Economic boom, employment growth and increased wages were named as some of the benefits to having the gas industry in Lycoming County by a panel Tuesday night.
As a response to the anti-gas documentary "Gasland," former science teacher and Susquehanna County farmer Shelly Depue talked to industry experts around the country about the truth regarding the gas industry in her film "Truthland," a first-of-its-kind project of the Independent Petroleum Association of America and Energy In Depth. None of the experts, or Depue, were paid for their participation.
The film, seen across Pennsylvania, Ohio and New York since late June, was shown in the Community Arts Center, followed by a panel discussion to a room of about 30 people.
David Pistner, director of Energy Initiatives at Pennsylvania College of Technology, answers a question during a panel discussion following the showing of “Truthland” at the Community Arts Center Tuesday.
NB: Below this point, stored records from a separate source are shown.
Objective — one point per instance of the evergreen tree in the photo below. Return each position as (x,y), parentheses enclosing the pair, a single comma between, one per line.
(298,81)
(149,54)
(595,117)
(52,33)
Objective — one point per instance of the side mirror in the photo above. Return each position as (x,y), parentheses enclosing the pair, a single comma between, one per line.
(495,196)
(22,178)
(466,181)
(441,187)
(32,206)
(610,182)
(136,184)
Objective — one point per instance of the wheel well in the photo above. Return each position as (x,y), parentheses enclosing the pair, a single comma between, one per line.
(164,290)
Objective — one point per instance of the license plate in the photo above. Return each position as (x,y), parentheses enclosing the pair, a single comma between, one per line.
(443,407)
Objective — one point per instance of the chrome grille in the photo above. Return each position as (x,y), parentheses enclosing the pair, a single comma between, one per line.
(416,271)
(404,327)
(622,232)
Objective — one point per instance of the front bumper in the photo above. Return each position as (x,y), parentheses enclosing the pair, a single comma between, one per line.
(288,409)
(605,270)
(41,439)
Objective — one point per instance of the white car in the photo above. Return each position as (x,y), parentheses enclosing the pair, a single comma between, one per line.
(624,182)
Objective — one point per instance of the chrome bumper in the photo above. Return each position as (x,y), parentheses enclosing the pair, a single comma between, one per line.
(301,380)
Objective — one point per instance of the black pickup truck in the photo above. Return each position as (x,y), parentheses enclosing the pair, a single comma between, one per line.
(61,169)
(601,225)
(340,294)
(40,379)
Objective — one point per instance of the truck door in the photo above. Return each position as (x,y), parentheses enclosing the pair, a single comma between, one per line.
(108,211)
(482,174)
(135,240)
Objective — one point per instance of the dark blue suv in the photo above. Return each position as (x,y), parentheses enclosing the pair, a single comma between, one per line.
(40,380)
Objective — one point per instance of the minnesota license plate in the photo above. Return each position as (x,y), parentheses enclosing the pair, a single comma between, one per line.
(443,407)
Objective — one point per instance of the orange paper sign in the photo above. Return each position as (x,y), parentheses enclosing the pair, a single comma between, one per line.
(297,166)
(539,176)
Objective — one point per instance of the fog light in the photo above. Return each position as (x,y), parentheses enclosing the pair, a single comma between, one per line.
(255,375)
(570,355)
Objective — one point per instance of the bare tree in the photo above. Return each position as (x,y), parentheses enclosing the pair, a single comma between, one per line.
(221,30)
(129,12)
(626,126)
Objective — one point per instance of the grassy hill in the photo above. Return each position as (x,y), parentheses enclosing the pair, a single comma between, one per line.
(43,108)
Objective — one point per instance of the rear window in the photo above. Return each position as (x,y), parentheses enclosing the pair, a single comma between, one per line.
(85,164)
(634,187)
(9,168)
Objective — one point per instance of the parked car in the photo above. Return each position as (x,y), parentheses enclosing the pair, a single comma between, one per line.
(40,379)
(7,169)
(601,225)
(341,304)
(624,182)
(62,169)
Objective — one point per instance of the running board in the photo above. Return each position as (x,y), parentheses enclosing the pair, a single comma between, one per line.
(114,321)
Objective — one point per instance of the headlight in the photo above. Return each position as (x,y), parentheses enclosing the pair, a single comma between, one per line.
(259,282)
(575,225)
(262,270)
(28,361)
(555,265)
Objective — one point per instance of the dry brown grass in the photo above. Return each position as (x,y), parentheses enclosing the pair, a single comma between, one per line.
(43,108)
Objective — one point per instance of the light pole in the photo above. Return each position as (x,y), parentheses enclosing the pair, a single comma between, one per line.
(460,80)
In response to the gas industry bringing in people from other communities, Jason Fink, executive vice president of the Williamsport/Lycoming Chamber of Commerce, said there are businesses not based in Lycoming County that he still considers local, such as Frito Lay, because they have been long-time employers.
By having the gas industry here making investments, creating resources and increasing the wage scale, it has benefited the county. It also has stabilized the unemployment rate, unlike other communities, he said.
"Painting these companies as outsiders, I really have a problem with that," Fink said.
The mayor and his administration, township supervisors and county commissioners have worked "very aggressively" so that issues such as housing can be brought to the forefront and apartment complexes within the city and neighboring communities can be built, he said.
It is necessary to have outside people come into the area to serve as teachers for the industry, Depue said.
"You don't want a rookie in there," she said.
Instead, it is better to have an overseer who previously has done the job to teach area workers, who can later advance their positions.
One of the issues addressed in the panel discussion were anti-gas industry groups.
"What concerns me about (anti-gas industry groups) is we all use energy," Depue said. "What alternate solution do we have? They haven't been able to give a definitive answer."
While wind and solar have been suggested, it is not yet readily available like the natural gas is, she said.
Hydrogeologist Brian Oram, founder of BF Environmental Consultants, Dallas, said he is an advocate of alternative energy, but the average person, like him, cannot afford to access it.
Some people have complained that the gas industry has created problems in residents' water, but Oram said it is because of the gas industry that people have begun having their water tested, alerting them to problems they could have already had.
In Susquehanna County, Depue said she has seen what a difference the gas industry has made.
"It has affected the lives of people there, especially the young people," she said.
Whereas before graduates would leave the area to find sustaining jobs, now they can take courses in high school to prepare them to work for the gas industry, allowing them to stay in the area.